What Ever Happened to Project Bamboo?

What Ever Happened to Project Bamboo? by Quinn Dombrowski is one of the few honest discussions about the end of a project. I’ve been meaning to blog this essay which follows on her important conference paper at DH 2013 in Nebraska (see my conference report here which comments on her paper.) The issue of how projects fail or end rarely gets dealt with and Dombrowski deserves credit for having the courage to document the end of a project that promised so much.

I blog about this now as I just finished a day-long meeting of the Leadership Council for Digital Infrastructure where we discussed a submission to Industry Canada that calls for coordinated digital research infrastructure. While the situation is different, we need to learn from projects like Bamboo when we imagine massive investment in research infrastructure. We all know it is important, but doing it right is not as easy as it sounds.

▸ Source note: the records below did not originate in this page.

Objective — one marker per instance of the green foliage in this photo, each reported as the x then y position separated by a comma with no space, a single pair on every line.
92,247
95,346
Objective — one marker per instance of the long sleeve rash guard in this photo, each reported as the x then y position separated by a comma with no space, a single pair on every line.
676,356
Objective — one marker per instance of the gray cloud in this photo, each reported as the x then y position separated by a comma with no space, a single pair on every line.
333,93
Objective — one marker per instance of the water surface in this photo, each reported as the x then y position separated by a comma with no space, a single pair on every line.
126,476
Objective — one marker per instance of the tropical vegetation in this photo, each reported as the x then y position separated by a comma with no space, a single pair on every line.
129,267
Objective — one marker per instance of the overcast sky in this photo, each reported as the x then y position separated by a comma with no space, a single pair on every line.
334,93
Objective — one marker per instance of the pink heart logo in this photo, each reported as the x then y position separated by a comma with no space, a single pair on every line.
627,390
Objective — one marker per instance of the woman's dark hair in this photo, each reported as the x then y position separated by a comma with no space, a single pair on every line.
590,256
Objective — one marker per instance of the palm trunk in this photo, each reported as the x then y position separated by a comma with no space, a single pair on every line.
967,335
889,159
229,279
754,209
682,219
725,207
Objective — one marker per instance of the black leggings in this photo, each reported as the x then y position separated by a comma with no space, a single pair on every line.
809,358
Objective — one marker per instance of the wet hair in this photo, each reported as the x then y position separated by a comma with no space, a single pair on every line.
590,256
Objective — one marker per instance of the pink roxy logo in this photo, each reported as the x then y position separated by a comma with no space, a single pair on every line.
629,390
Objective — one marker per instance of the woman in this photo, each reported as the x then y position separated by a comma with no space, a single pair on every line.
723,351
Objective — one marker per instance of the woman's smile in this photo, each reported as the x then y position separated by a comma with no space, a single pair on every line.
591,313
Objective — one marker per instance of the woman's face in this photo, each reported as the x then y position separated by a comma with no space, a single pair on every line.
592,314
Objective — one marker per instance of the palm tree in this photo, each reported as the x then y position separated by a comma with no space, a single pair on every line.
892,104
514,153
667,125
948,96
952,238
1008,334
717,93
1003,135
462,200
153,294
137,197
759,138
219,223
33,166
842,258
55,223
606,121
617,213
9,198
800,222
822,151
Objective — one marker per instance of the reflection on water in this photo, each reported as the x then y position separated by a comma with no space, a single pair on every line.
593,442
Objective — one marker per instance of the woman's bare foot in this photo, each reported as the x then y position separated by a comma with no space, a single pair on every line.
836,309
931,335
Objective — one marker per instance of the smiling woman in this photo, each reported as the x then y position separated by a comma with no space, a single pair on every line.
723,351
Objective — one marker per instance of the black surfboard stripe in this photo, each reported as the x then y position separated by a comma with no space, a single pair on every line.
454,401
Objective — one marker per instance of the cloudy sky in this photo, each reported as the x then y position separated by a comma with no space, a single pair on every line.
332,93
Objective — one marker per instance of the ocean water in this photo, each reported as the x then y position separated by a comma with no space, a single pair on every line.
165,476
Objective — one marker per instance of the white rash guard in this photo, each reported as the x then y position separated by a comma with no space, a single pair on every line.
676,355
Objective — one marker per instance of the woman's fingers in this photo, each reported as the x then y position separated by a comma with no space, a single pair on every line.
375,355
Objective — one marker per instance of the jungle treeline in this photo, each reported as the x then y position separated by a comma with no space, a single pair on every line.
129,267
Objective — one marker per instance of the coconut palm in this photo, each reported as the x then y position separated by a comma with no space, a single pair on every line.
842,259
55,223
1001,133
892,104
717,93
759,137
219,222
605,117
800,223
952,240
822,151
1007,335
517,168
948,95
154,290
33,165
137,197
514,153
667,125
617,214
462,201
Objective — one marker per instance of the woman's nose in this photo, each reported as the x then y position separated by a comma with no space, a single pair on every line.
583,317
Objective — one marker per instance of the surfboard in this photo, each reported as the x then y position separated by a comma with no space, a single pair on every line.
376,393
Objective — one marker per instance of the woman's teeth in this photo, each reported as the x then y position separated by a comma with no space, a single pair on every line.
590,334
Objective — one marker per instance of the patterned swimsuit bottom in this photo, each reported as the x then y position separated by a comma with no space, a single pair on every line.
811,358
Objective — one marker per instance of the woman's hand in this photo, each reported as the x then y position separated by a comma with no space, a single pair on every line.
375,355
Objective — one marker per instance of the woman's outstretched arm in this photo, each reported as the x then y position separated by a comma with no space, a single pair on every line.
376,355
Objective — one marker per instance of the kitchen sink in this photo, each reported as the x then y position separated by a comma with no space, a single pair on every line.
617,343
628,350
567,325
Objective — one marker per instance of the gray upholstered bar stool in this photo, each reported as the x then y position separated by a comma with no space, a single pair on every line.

Which brings me back to failure. There are three types of failure:

  • The simple type we are happy to talk about where you ran an experiment based on a hypothesis and didn’t get positive results. This type is based on a simplistic model of the scientific process which pretends to value negative results as much as positive ones. We all know the reality is not that simple and, for that matter, that the science model doesn’t really apply to the humanities.
  • The messy type where you don’t know why you failed or what exactly failed. This is the type where you promised something in a research or infrastructure proposal and didn’t deliver. This type is harder to report because it reflects badly on you. It is an admission that you were confused or oversold your project.
  • The third and bitter type is the project that succeeds on its own terms, but is surpassed by the disciplines. It is when you find your research isn’t current any longer and no one is interested in your results. It is when you find yourself ideologically stranded doing something that someone important has declared critically flawed. It is a failure of assumptions, or theory, or positioning and no one wants to hear about this failure, they just want to avoid it.

When people like Willard McCarty and John Unsworth call for a discussion of failure in the digital humanities they describe the first type, but often mean the second. The idea is to describe a form of failure reporting similar to negative results – or to encourage people to describe their failure as simply negative results. What we need, however, is honest description of the second and third types of failure, because those are expensive. To pretend some expensive project that slowly disappeared in missunderstanding was simply an experiment is missing what was at stake. This is doubly true of infrastructure because infrastructure is not supposed to be experimental. No one pays for roads and their maintenance as an experiment to see if people will take the road. You should be sure the road is needed before building.

Instead, I think we need to value research into infrastructure as something independent of the project owners. We need to do in Canada what the NSF did – bring together research on the history and theory of infrastructure.